Auf den ersten Blick ähnlich gesund - oder wenigstens nicht fremdbestimmt - kommen die beiden spanischen Großklubs Real Madrid und der FC Barcelona daher. Allerdings ist der Glanz hinter der schönen Fassade längst verblasst. Real und Barca drücken Schulden in astronomischer Höhe.

Rund 600 Millionen Euro sind es bei Real, die meisten davon allerdings langfristige Darlehen. Bei Barca sollen es rund 300 Millionen sein. Und trotzdem waren es diese beiden Klubs, die im Sommer die spektakulärsten Transfers der letzten Jahre vollzogen.

Real ließ sich den Waliser Gareth Bale rund 100 Millionen Euro kosten und schrieb damit Geschichte. Barca holte sich das von fast allen Top-Klubs umworbene Supertalent und Marketingphänomen Neymar aus Brasilien. Kostenpunkt: Offiziell 57 Millionen Euro. Wie mittlerweile bekannt ist, dürfte sich das Gesamtvolumen aber auf rund 95 Millionen Euro belaufen.

FC Bayern scheut unnötiges Risiko

Bayerns Top-Transfers Javier Martinez (40 Millionen) und Mario Götze (37 Millionen) sind davon gefühlte Lichtjahre entfernt.
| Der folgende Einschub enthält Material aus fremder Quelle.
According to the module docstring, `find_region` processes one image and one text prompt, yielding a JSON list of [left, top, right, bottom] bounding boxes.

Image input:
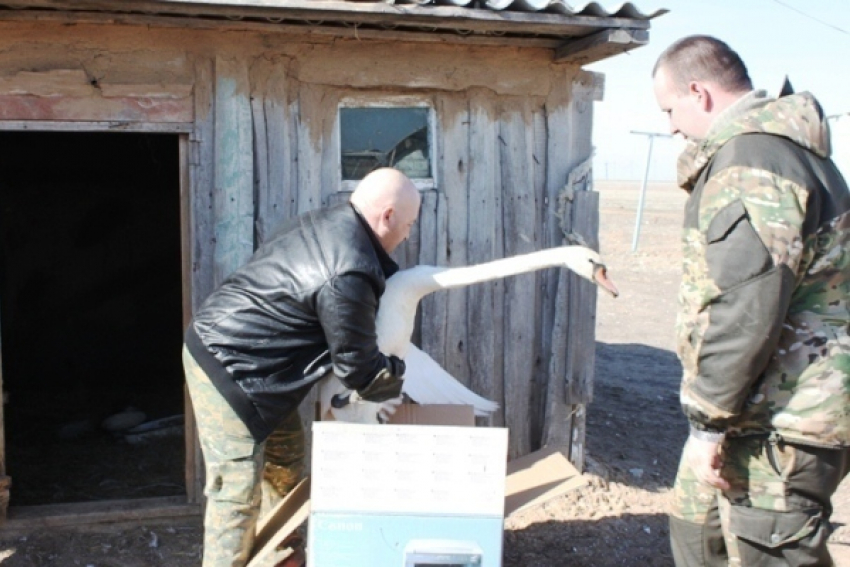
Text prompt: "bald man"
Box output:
[[183, 168, 420, 567]]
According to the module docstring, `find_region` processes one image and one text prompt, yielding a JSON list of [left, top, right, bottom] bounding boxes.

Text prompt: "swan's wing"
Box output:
[[402, 344, 499, 417]]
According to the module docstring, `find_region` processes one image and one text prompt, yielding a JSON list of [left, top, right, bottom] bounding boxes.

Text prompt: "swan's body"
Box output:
[[320, 246, 617, 423]]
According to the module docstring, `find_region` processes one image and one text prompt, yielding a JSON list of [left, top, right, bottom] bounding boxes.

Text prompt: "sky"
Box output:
[[585, 0, 850, 181]]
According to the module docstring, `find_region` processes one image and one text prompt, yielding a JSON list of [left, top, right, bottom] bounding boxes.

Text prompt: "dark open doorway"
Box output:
[[0, 132, 185, 506]]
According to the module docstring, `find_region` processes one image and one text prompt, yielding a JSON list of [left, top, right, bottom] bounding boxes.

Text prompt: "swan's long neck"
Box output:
[[433, 246, 570, 289]]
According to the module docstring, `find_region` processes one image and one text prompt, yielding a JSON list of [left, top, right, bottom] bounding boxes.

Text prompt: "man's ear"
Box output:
[[688, 81, 712, 112]]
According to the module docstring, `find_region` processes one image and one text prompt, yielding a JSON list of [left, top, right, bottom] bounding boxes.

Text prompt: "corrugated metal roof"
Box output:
[[0, 0, 667, 64], [344, 0, 667, 20]]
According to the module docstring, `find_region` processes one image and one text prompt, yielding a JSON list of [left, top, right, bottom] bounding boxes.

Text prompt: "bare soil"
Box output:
[[0, 182, 850, 567]]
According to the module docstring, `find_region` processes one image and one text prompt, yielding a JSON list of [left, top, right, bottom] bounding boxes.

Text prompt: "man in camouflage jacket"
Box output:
[[653, 36, 850, 566]]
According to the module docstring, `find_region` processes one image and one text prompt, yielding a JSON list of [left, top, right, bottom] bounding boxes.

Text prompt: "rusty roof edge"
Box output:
[[0, 0, 667, 33]]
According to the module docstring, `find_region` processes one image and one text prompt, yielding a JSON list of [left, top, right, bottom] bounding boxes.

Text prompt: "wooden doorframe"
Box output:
[[0, 120, 203, 532]]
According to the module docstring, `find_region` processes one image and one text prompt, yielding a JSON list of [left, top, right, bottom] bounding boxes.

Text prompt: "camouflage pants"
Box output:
[[670, 436, 850, 567], [183, 348, 304, 567]]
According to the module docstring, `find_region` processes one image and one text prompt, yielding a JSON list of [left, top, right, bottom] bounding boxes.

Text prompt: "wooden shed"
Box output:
[[0, 0, 660, 526]]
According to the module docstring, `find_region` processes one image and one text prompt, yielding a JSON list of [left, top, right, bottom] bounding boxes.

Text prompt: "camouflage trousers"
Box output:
[[670, 435, 850, 567], [183, 348, 305, 567]]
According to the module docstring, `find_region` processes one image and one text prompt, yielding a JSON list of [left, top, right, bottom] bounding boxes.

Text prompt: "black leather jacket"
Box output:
[[186, 203, 398, 441]]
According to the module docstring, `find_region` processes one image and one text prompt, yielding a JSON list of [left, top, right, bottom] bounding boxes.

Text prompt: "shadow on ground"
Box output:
[[503, 514, 673, 567]]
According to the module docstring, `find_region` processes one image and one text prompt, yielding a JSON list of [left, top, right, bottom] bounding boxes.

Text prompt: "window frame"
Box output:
[[336, 95, 438, 192]]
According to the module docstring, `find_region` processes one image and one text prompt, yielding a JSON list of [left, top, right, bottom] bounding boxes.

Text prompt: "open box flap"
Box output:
[[505, 448, 587, 518]]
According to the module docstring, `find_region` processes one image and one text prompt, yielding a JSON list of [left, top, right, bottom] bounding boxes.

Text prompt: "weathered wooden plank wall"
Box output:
[[0, 24, 601, 483]]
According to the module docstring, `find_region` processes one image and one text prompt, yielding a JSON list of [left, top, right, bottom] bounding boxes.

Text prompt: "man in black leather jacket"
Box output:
[[183, 168, 420, 567]]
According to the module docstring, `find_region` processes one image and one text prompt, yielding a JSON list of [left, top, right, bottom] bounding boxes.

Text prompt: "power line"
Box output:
[[773, 0, 850, 35]]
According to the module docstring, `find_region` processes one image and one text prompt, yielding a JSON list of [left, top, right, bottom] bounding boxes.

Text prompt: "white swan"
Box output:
[[319, 246, 618, 423]]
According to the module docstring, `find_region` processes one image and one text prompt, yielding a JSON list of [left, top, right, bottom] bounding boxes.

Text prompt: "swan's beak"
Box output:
[[593, 264, 620, 297]]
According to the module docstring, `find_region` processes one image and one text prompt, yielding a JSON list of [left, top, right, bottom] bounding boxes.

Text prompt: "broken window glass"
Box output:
[[340, 107, 431, 181]]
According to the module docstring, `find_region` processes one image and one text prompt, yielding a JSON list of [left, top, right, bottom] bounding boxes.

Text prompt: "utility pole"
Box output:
[[631, 130, 673, 252]]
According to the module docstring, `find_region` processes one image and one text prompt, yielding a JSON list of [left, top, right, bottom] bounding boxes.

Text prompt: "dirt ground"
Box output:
[[0, 182, 850, 567]]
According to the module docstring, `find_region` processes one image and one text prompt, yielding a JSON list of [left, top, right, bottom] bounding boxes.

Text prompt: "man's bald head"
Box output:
[[351, 167, 422, 253]]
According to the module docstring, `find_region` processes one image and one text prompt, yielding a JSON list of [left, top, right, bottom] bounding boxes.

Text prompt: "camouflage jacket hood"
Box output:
[[676, 87, 850, 446], [677, 90, 832, 191]]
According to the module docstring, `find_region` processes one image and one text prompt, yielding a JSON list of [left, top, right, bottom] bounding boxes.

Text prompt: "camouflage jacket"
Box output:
[[676, 91, 850, 447]]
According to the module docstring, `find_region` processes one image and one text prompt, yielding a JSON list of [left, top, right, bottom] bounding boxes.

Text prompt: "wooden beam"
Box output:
[[0, 120, 194, 134], [3, 0, 657, 39], [555, 29, 649, 65]]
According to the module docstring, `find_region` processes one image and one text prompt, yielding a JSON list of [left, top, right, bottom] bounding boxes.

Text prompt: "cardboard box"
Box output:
[[249, 405, 585, 567]]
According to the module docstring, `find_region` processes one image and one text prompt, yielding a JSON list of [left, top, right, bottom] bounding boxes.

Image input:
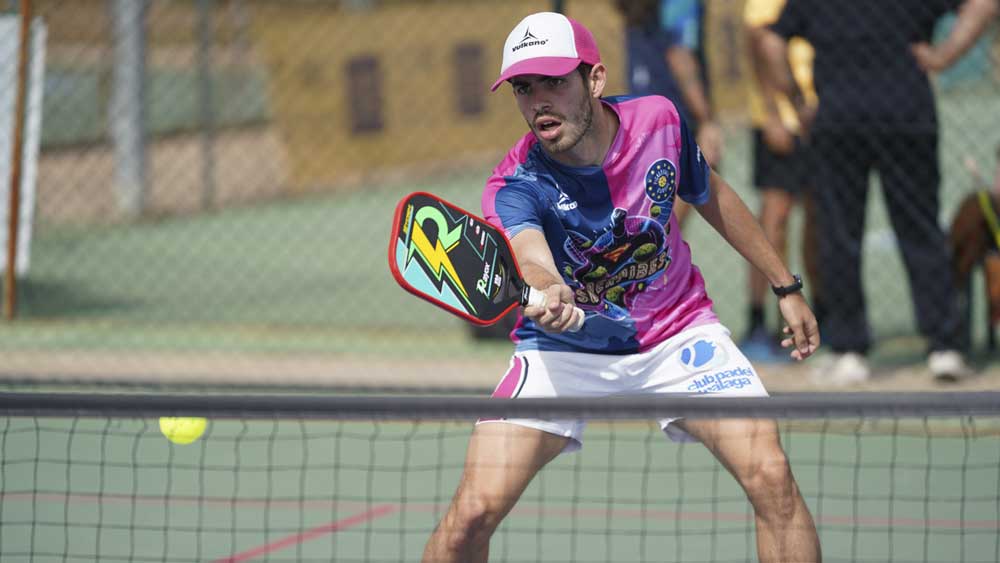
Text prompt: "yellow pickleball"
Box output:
[[160, 416, 208, 444]]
Und das soll in naher Zukunft auch so bleiben. Während speziell die spanischen Klubs offenbar stets einen merkwürdigen Gigantismus bedienen und ihren Fans in schöner Regelmäßigkeit einen immer noch spektakuläreren Transfer präsentieren, bleiben die Bayern im Wettrüsten zumeist außen vor.

Es passt nicht ins Selbstverständnis des Klubs, für einzelne Spieler oder Trainer ein schwer kalkulierbares Risiko einzugehen. Daran ändern auch die Millionen aus dem Allianz-Deal nichts. Während viele Konkurrenten quasi aus dem Nichts erst groß werden konnten oder mittlerweile stark von der Politik gedeckt werden, wie es etwa in Spanien der Fall ist, ist der FC Bayern organisch und kontinuierlich gewachsen.

Damit dürfte der Triple-Sieger der gesündeste Klub Europas sein. Der Verkauf von 25 Prozent seiner Anteile an drei Unternehmen aus der Region unterstreicht diese Erkenntnis nochmals eindrucksvoll. Der FC Bayern München braucht nicht in die oberste (Geld-)Liga Europas aufzusteigen. Er spielt längst in seiner eigenen Liga.